La guerre a toujours un caractère de classe. Un exemple : la guerre au Moyen-Age européen

Comme chacun sait, les Etats bourgeois, qu’ils soient impérialistes ou pas, justifient leurs guerres par la nécessité de défendre leurs citoyens contre des agressions extérieures. Bien entendu, aucun n’a jamais mis en avant des intérêts de classe, à savoir la classe dominante des capitalistes. La population croit généralement à l’idée de la défense nationale et se justifie les interventions militaires de ses armées. Mais les forces de l’ordre défendent l’ordre… social. L’armée française a servi à assassiner les révolutions prolétariennes de 1848 et de 1871 et l’armée sert également à écraser les révoltes et révolutions coloniales. La révolution sociale de demain se heurtera inévitablement à tout l’appareil de l’Etat.

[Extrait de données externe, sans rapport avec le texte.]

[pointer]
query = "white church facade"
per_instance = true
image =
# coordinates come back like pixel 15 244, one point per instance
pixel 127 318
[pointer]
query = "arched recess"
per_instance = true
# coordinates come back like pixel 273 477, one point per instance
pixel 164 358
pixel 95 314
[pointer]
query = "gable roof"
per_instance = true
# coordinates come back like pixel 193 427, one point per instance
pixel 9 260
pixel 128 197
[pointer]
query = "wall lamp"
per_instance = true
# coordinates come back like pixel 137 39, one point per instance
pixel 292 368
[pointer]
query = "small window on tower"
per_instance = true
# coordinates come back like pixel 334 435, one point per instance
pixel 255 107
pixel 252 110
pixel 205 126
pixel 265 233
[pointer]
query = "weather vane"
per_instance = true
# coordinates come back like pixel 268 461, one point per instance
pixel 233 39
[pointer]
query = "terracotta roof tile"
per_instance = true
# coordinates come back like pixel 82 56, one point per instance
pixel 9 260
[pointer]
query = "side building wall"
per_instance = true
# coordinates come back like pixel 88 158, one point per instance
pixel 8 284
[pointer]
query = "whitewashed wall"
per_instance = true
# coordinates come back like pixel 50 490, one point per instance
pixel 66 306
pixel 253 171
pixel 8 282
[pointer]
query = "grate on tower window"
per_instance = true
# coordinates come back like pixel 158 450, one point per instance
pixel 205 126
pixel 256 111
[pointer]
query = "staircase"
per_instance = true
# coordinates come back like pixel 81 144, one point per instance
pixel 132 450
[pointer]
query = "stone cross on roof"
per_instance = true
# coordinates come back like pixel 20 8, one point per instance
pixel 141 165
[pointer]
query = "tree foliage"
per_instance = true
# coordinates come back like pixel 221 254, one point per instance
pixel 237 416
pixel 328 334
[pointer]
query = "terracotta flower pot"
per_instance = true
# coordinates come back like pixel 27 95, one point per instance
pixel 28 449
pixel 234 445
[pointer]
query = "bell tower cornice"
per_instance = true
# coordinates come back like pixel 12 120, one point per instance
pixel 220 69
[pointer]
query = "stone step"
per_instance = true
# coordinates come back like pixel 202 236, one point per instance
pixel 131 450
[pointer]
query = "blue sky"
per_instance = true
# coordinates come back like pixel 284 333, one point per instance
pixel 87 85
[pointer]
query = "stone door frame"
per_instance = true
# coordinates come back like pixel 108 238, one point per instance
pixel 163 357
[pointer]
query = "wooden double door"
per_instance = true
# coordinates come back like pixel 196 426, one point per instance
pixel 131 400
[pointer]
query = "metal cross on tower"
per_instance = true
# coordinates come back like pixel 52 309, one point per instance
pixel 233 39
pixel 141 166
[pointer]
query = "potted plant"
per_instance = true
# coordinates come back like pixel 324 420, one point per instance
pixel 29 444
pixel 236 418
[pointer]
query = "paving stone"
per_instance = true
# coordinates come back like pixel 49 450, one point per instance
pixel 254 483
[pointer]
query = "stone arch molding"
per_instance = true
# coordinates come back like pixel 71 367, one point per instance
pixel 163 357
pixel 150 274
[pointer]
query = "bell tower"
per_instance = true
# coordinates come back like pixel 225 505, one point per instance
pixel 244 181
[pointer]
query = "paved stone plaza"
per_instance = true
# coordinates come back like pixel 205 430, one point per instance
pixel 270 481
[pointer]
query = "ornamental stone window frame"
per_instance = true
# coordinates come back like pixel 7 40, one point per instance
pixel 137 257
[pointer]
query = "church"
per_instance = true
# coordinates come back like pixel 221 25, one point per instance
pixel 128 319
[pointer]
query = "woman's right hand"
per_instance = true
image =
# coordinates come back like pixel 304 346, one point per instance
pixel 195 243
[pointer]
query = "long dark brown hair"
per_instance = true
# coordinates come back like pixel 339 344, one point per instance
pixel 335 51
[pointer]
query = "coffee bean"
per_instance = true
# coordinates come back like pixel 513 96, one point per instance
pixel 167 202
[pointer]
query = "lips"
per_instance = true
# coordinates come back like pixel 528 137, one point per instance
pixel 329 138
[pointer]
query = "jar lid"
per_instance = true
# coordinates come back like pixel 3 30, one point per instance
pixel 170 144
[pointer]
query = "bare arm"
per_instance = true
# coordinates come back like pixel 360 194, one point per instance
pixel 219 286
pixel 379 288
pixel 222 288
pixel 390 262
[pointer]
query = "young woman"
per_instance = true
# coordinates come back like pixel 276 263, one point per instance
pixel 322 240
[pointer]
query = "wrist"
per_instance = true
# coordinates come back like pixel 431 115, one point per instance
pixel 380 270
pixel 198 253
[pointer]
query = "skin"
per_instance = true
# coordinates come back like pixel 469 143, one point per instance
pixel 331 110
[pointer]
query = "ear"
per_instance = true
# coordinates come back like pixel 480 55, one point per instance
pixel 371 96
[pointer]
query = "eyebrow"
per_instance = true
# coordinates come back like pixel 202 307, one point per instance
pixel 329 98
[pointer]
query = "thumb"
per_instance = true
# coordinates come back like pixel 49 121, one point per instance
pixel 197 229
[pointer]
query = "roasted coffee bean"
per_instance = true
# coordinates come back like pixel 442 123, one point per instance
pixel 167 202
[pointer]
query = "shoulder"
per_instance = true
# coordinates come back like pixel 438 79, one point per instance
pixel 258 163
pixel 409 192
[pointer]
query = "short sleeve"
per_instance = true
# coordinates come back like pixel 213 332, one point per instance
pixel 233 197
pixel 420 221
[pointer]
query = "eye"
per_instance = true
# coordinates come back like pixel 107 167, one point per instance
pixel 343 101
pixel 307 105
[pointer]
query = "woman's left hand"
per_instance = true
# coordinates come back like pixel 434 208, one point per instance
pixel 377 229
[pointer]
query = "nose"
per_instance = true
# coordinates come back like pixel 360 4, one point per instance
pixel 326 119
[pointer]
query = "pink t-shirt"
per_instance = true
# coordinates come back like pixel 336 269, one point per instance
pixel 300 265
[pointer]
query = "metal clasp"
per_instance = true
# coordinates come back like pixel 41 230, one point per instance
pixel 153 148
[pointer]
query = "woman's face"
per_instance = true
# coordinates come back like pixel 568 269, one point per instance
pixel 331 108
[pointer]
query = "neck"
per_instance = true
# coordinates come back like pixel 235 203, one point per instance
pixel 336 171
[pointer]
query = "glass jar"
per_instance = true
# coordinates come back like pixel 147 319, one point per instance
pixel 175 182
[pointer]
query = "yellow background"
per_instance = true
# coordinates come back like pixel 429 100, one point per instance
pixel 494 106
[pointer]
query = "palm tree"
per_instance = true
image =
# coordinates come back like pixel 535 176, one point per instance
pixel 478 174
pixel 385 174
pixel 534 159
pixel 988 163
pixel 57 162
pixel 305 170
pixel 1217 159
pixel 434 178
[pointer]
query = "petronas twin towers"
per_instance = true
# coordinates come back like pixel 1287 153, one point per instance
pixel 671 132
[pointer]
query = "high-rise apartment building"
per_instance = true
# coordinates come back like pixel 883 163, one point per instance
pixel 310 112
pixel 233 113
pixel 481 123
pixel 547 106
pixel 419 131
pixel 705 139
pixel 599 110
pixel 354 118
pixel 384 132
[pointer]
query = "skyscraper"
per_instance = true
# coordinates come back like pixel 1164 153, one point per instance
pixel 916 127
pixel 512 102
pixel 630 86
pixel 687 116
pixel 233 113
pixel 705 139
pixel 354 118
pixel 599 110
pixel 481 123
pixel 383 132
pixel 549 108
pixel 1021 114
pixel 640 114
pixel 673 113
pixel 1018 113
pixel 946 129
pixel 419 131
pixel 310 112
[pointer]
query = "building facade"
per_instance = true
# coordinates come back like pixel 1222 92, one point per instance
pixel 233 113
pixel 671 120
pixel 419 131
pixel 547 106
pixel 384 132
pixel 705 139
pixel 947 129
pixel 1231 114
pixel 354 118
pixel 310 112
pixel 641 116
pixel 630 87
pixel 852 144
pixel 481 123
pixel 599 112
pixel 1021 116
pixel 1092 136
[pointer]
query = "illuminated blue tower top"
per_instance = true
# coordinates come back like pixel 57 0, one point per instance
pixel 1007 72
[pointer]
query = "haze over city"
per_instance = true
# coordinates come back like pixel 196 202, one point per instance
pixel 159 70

Il importe de comprendre que, même dans les guerres, l’Etat est au service des classes dirigeantes et pas de la défense du peuple.

Un exemple mérite qu’on s’y arrête, celui de la guerre permanente, celui de la féodalité où la guerre est à la base même de la constitution en classe dominante puisque la guerre est le privilège qui ouvre la porte de tous les autres. C’est dans la guerre que les grands seigneurs récompensent les petits en leur donnant des seigneuries. Car, au Moyen-Age, la guerre est un service dû et un travail rémunéré.
En Europe, le Moyen-Age féodal se situe entre 500 et 1500. Ces deux dates indiquent deux tournants marquants : la mise en place des royaumes féodaux d’Europe (royaume des Francs, royaume des Burgondes, royaume des Wisigoths, royaume des Ostrogoths, royaume des Saxons, royaume de Bourgogne, royaume des Goths, etc.) après la chute de l’empire romain (en 476), d’une part, et d’autre part la fin du monde féodal européen (la mise en place des Etats-nations, la mise au pas des féodaux, le grand commerce international, la naissance du capitalisme, la fin de la guerre de cent ans, les débuts de la renaissance, de l’humanisme, de la réforme et du protestantisme, la fin de l’hégémonie papale et la décadence de l’église romaine).
Au Moyen-Age, la guerre est un attribut d’une classe particulière : les seigneurs. Elle est le moyen par lequel le seigneur est reconnu comme méritant et reçoit des terres et des titres. Pas de seigneur sans service féodal des armes auprès de son supérieur hiérarchique. Le devoir de guerre ne peut être refusé entre le seigneur et son suzerain. Le seigneur qui n’a pas les moyens d’aller à la guerre est déchu. L’armée est constituée des seigneurs et de leur suite. Au départ, pas de fantassins, pas de milices, pas de soldats rémunérés, pas d’archers, pas de paysans armés. Les seigneurs sont accompagnés d’écuyers, qui sont des apprentis seigneurs. Il n’y a pas de seigneurs faisant la guerre à pied. Tous les guerriers sont des cavaliers en armure, possédant une épée. Les paysans sont sans armes et nommés, pour cette raison, inermes ou pauperes. L’importance pour la classe dirigeante de ne pas accepter l’armement des manants et telle que le paysan trouvé une arme à la main, pour une raison quelconque, est un paysan mort… Chevalier et écuyer sont des titres de l’armée féodale et ne peuvent revenir qu’à des seigneurs de guerre et à leur famille.
Tout être humain qui n’est pas un seigneur et qui porte une arme est immédiatement condamné à mort. Le port d’armes en Europe continentale est un privilège féodal. L’usage d’armes par des manants est considéré comme le principal crime passible de la peine de mort. La seule exception est celle d’une armée révolutionnaire de paysans : les soldats suisses des cantons révoltés à partir des années 1200 et de l’écrasement de l’armée féodale des Habsbourg. Ce sont les soldats suisses qui vont se vendre ensuite en Europe inventant les mercenaires…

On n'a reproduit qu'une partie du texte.